Trophoblastic diseases include complete and partial hydatidiform mole, postmolar tumor, gestational choriocarcinoma, testicular choriocarcinoma, and placental site trophoblastic disease. These are also major sources of hCG. Precise hCG determinations are crucial in patients with trophoblastic diseases to assess the mass of tumor, the successful treatment of malignancy, or recurrence or persistence of disease (3)(4)(5). In trophoblastic diseases, hyperglycosylated hCG, nicked hCG, hyperglycosylated and nicked hCG, or nicked or nonnicked free ß subunit may be the principal source of immunoreactivity in serum (2)(3)(4)(5)(6)(7). Additional hCG variants are found in patients with trophoblastic diseases. These include nicked hCG missing the ß subunit C-terminal peptide, residues 92–145, and alternatively nicked hCG (cleaved at ß43–44 or ß44–45) (1). The inability of commercial hCG tests to fully detect these hCG variants has led to failure to detect persistent or recurrent trophoblastic diseases, requiring urgent chemotherapy or other surgery (4)(8)(9).

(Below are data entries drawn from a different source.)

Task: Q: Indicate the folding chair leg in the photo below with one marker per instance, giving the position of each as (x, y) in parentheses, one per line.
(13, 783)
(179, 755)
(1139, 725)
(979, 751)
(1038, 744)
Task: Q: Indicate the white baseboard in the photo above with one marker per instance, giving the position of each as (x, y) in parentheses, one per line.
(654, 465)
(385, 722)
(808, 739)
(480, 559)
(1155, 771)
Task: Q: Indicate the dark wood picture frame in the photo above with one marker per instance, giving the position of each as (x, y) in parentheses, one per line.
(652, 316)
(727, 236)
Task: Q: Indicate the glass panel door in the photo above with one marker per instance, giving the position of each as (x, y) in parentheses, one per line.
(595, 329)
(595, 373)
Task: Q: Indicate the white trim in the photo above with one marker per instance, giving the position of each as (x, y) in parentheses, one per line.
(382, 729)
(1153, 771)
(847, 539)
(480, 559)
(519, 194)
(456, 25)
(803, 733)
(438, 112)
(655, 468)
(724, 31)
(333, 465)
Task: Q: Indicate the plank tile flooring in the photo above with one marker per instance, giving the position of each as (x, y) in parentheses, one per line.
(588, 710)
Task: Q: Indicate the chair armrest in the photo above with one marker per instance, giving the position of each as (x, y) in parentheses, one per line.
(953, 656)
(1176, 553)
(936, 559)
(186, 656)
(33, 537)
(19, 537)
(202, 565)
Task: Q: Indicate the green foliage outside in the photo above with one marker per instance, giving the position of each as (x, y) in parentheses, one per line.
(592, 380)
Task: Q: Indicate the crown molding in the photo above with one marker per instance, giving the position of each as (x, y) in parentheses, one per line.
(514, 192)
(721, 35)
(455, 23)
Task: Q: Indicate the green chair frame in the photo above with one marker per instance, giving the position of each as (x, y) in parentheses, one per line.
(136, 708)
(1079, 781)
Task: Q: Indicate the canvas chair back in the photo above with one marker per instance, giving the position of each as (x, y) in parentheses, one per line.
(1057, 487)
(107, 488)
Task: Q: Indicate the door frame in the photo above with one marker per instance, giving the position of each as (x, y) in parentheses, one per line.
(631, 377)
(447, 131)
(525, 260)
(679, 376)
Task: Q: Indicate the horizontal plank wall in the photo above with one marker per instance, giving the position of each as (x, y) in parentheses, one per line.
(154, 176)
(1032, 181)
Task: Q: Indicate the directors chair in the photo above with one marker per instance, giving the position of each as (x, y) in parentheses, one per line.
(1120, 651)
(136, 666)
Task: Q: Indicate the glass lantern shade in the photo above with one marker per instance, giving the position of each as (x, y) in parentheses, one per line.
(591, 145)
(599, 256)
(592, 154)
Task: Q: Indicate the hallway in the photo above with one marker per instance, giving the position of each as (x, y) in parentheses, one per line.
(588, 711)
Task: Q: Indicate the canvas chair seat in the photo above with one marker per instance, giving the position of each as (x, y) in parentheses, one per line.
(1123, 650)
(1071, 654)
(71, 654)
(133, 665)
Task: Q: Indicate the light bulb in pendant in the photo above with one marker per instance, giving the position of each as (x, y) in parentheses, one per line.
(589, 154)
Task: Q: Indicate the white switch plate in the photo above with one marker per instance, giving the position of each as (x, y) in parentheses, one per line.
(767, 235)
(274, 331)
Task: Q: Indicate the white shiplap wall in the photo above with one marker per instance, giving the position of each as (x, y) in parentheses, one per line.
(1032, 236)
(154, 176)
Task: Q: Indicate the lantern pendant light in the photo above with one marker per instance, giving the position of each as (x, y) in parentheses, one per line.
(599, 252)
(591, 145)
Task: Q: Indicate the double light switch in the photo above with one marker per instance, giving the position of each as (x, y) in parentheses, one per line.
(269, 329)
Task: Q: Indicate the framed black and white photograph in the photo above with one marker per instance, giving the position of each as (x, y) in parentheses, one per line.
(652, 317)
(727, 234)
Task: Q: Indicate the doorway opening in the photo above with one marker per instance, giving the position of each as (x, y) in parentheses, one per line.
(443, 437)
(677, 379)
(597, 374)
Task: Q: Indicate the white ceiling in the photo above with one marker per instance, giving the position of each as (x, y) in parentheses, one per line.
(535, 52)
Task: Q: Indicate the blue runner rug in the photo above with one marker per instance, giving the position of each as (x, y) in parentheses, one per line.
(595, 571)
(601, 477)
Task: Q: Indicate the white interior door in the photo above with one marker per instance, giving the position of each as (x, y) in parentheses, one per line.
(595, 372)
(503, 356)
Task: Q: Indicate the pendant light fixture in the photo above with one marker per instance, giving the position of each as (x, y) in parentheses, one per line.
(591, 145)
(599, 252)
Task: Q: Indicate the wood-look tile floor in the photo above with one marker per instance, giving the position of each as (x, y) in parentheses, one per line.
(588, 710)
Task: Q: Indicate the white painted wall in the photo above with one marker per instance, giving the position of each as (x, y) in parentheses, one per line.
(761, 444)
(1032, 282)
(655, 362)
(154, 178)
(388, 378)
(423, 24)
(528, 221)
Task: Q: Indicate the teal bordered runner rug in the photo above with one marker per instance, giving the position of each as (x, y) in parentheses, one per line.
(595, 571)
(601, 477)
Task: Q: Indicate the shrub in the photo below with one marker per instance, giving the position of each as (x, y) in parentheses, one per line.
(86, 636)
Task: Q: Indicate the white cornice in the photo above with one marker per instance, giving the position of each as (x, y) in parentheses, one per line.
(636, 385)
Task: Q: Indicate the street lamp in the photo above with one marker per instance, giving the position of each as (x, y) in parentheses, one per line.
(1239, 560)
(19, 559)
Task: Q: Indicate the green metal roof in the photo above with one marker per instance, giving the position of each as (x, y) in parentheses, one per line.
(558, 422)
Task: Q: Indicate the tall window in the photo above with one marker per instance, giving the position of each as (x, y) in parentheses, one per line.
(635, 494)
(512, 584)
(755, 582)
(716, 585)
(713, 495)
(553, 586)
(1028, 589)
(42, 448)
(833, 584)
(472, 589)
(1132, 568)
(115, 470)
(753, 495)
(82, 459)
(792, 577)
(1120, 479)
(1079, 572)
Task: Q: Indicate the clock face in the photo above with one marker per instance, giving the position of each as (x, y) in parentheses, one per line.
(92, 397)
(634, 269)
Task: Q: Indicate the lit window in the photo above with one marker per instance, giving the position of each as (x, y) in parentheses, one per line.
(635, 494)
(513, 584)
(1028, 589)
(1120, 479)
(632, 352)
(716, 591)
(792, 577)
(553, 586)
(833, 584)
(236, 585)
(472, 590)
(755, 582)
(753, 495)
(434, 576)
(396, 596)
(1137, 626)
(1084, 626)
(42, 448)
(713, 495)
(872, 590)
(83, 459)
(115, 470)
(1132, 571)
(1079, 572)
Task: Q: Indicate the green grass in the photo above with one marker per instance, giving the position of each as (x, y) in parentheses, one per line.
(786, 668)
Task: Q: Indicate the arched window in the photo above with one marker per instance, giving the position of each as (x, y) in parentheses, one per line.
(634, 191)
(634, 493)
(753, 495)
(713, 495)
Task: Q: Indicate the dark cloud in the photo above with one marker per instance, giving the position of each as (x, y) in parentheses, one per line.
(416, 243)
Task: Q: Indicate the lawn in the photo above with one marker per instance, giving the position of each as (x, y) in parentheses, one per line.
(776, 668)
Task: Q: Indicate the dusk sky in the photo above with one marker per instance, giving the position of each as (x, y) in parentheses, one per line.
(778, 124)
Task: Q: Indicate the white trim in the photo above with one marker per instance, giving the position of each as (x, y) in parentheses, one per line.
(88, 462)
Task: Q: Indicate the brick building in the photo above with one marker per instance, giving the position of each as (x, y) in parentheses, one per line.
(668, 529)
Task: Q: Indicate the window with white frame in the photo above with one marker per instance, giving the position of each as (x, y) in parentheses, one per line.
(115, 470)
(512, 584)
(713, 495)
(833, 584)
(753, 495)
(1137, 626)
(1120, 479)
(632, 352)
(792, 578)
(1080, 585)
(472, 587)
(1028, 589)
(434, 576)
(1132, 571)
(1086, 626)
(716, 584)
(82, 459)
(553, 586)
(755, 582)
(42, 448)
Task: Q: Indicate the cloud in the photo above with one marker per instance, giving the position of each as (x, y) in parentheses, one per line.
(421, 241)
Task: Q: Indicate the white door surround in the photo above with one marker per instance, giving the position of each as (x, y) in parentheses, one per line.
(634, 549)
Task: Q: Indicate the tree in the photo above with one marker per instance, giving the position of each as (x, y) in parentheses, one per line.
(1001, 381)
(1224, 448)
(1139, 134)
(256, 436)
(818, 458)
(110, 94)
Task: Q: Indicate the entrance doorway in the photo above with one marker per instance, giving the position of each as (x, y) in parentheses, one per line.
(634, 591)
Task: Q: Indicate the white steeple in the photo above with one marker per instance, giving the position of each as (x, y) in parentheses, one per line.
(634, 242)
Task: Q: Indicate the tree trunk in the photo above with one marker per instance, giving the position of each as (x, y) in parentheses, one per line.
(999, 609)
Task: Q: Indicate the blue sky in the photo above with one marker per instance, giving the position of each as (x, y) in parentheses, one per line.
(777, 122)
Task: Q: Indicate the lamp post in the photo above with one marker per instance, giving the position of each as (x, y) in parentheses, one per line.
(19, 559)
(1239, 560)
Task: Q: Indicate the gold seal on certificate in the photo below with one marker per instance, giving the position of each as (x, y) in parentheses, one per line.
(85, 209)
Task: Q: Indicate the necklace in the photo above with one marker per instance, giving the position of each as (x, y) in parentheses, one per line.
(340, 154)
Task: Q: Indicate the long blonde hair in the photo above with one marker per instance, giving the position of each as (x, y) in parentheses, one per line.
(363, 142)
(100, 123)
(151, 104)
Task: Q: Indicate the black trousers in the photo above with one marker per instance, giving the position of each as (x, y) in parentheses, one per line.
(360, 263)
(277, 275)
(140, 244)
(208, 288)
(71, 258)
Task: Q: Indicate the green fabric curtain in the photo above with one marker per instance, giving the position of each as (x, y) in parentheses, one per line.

Several centers have claimed that the competitive polyclonal anti-hCGß RIA is the only type of assay that detects all of these variants equally and is the only test appropriate for monitoring trophoblastic diseases (4)(7)(10)(11). For this reason, the hCGß RIA has been proclaimed the "gold standard" for hCG testing in trophoblastic disease applications (4)(7). A hCGß RIA should not be mistaken for a hCG, hCG, or hCGß C-terminal peptide RIA, which may be much less broad in specificity. Other laboratories have found that newer immunometric assays and automated immunometric assays may also be appropriate for trophoblastic disease management or may even offer an improvement for this application (6)(12)(13)(14)(15). Our objective was to thoroughly examine the appropriateness of different hCG (or hCGß) assays for monitoring patients with trophoblastic diseases. We examined the ability of six of the most commonly used automated immunometric assays to detect hCG and its variants in trophoblastic disease cases and to avoid unduly low or false-negative immunoassay values. Results were compared with a commercial laboratory’s competitive hCGß RIA, the gold standard.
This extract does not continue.